L’épiscopat congolais s’oppose fermement au projet de révision constitutionnelle de Félix Tshisekedi

La Conférence épiscopale nationale du Congo (CENCO) a exprimé une opposition catégorique face à l’initiative du président Félix Tshisekedi visant à modifier la Constitution. Pour les évêques catholiques de la République démocratique du Congo, une telle réforme menace de plonger les institutions dans l’instabilité et de fragiliser les fondements démocratiques acquis de haute lutte. Cette prise de position officielle intensifie un débat qui s’est emparé de la sphère politique à Kinshasa depuis plusieurs mois.

La CENCO en rempart contre la modification de la Loi fondamentale

À travers une déclaration d’une rare fermeté, la hiérarchie catholique juge que le contexte actuel ne se prête absolument pas à un changement de la Loi fondamentale. La CENCO, acteur historique majeur de la vie publique en RDC, rappelle que la Constitution de 2006 est le fruit d’un consensus national laborieux obtenu après une longue période de transition. Les prélats s’inquiètent de voir ce texte remanié pour servir des intérêts politiques immédiats et modifier les règles électorales au profit de l’exécutif.

Le président Félix Tshisekedi a pourtant défendu, dès le mois d’octobre 2024, l’idée qu’une nouvelle Constitution serait plus en phase avec les réalités nationales. Selon lui, le texte actuel, rédigé sous une influence étrangère supposée, constituerait un frein à l’essor du pays. Alors qu’une commission de réflexion est envisagée pour 2025, cette perspective suscite une vive levée de boucliers au sein de l’Église, mais également dans les rangs de l’opposition et des organisations civiles.

Un précédent historique de résistance ecclésiale

Cet engagement des évêques s’inscrit dans une continuité historique. Déjà en 2015, sous la présidence de Joseph Kabila, la CENCO s’était dressée contre toute velléité de toucher à la limitation des mandats présidentiels. Son rôle de médiateur lors de l’accord de la Saint-Sylvestre en 2016 avait été déterminant pour désamorcer une crise politique majeure. Ce passé confère aujourd’hui un poids politique considérable à leur mise en garde.

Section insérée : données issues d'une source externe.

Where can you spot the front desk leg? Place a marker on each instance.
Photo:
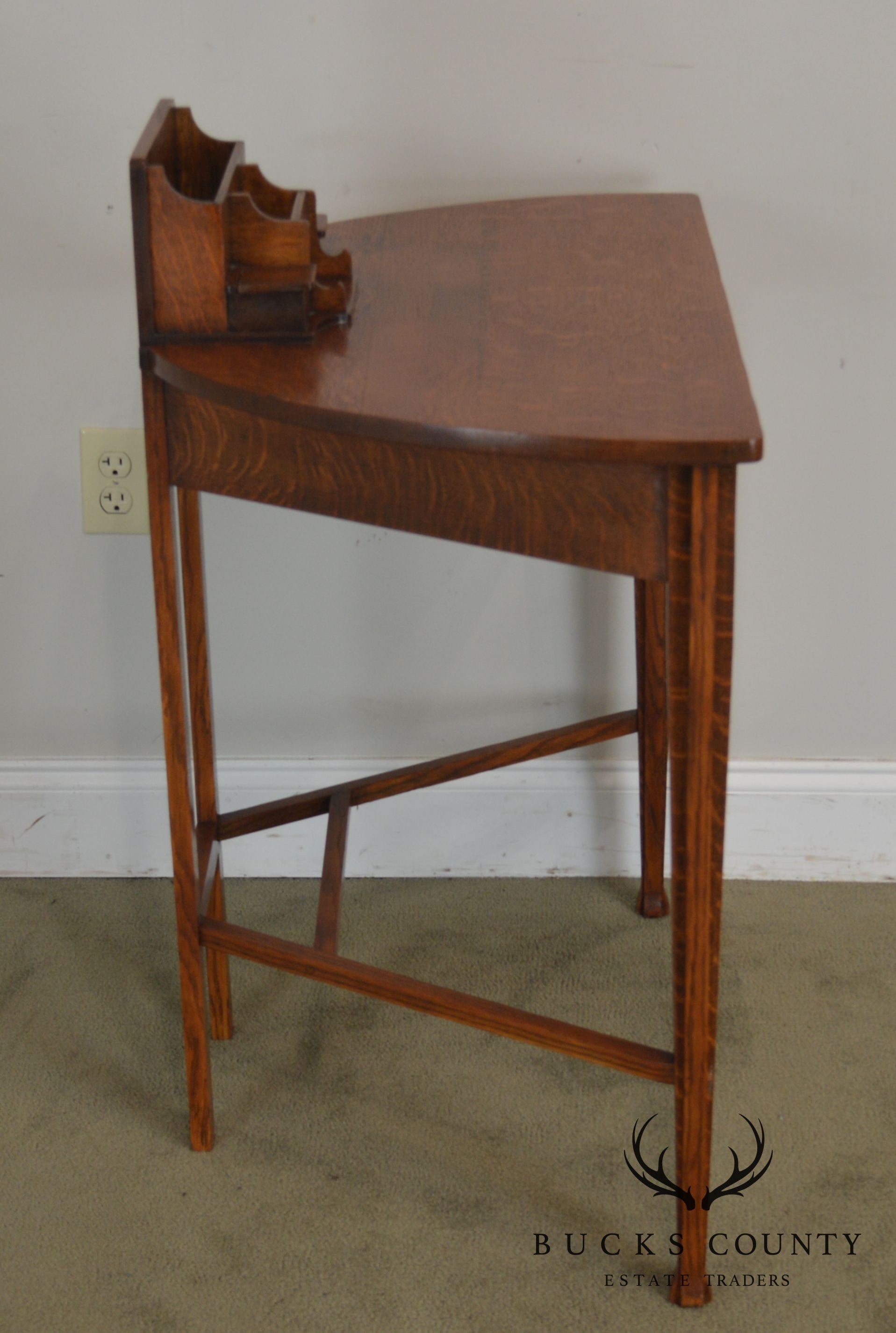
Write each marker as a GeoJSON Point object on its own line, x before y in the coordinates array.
{"type": "Point", "coordinates": [702, 532]}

Les dirigeants de l’Église insistent sur l’existence de verrous constitutionnels intangibles, notamment concernant la durée et le nombre de mandats du chef de l’État. Pour l’épiscopat, toucher à ces piliers reviendrait à ouvrir une période d’incertitude institutionnelle dangereuse. Si l’entourage présidentiel assure qu’il s’agit uniquement de repenser l’organisation de l’État sans chercher à prolonger le pouvoir, ces arguments n’ont pas apaisé les craintes de la hiérarchie catholique, qui prône une application stricte des textes en vigueur.

L’impact de ce rejet est également symbolique dans un pays où près de 40 % des citoyens sont catholiques. La voix des évêques trouve un écho puissant bien au-delà des cercles politiques. Dans de nombreuses paroisses, le message a déjà été relayé lors des offices, témoignant d’une mobilisation populaire qui dépasse les simples instances de direction de l’Église.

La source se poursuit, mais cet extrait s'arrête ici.